ランキングではホールディングス化で従業員数の少ない企業を除外するため、単体の従業員数20人以上の会社を対象とした。各企業で社名変更があった場合は、現時点の社名で掲載している。
2004年・2009年時点はメディアが強かった
2004年のランキングでは、上位5社にフジ・メディア・ホールディングス、朝日放送グループホールディングス、日本テレビホールディングスがランクイン、上位10社中の5社をテレビメディアが占めた。この時期、メディア業界は高い利益を上げ、高年収を実現していたことがわかる。
この傾向は2009年時点でも続き、フジ・メディア・ホールディングスが首位を維持していたほか、朝日放送グループホールディングス、TBSホールディングスも3位までに入った。また、総合商社は6位に三井物産、8位に住友商事、9位に三菱商事が入るなど上位にランクインした。金融危機の影響で打撃を受ける企業も多い中で、比較的影響の少なかった業種が上位に並んだ。
2014年のランキングでは、まだテレビ大手も上位に位置しているが、M&Aキャピタルパートナーズが1位に立つなど変動の兆しがみられる。その傾向は2019年のランキングになると顕著で、同社が1位を維持し、平均年収が31.2歳ながら3109万円という驚異的な数値となった。
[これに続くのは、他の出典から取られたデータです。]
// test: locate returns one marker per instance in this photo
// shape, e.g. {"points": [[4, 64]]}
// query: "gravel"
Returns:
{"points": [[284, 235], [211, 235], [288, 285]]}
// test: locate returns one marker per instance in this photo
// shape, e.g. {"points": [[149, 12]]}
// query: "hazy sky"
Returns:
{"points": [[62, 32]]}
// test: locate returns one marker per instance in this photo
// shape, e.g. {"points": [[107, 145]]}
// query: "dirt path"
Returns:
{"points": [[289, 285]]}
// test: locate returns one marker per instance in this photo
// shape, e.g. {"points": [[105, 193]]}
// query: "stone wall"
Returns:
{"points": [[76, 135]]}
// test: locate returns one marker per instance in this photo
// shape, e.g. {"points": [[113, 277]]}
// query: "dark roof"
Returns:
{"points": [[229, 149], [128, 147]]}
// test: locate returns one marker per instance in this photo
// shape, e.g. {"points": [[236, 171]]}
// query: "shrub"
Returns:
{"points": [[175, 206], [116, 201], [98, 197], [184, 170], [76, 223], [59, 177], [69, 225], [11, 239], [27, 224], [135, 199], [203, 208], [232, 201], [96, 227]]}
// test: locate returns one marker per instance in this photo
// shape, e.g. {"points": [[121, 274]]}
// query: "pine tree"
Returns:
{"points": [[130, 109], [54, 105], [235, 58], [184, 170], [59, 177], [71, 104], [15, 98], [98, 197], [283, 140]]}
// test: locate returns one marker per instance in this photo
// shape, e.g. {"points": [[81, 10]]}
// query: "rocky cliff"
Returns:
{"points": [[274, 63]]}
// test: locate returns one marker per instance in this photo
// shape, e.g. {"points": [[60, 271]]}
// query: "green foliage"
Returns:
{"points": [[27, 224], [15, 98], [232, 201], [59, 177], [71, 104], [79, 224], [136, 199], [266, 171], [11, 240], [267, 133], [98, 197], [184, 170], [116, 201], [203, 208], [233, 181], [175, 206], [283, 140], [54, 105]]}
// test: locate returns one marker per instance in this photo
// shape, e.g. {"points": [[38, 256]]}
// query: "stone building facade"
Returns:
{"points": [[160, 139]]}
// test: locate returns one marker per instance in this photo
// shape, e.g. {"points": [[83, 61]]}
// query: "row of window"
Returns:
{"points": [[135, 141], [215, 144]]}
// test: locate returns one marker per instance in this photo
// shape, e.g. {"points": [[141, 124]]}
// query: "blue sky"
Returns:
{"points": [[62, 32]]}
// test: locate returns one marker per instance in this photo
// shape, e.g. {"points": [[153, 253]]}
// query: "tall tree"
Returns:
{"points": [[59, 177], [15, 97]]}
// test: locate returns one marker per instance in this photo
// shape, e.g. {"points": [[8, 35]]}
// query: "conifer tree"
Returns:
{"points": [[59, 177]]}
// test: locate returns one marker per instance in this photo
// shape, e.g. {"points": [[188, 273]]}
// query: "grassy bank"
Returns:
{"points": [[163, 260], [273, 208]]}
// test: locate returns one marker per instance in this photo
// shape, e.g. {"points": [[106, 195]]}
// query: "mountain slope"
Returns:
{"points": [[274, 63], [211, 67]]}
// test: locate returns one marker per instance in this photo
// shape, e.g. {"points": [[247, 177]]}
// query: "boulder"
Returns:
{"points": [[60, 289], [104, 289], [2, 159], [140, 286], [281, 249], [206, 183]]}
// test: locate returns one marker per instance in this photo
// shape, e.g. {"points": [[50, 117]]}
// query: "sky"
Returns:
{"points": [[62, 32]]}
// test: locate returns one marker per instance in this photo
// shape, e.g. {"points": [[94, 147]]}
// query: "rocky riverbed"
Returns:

また、キーエンスが2位にランクインし、平均年収は2000万円を超えた。一方で、2014年まで2位以内に位置していたフジ・メディア・ホールディングスは36位にランクを落とした。新しい高年収企業がメディアを凌駕して定着したのがこの時期だった。
金融業界や総合商社、半導体関連も安定した収益をあげるようになり、高年収ランキングの上位に定着している。過去の高年収ランキングを振り返ると、主役の交代がみられる。企業の年収ランキングは、業界のトレンドや経済状況を反映することから、長い目でみて比較すると、企業の栄枯盛衰がわかる。必ずしも今の高年収企業がトップであり続けるとは限らない。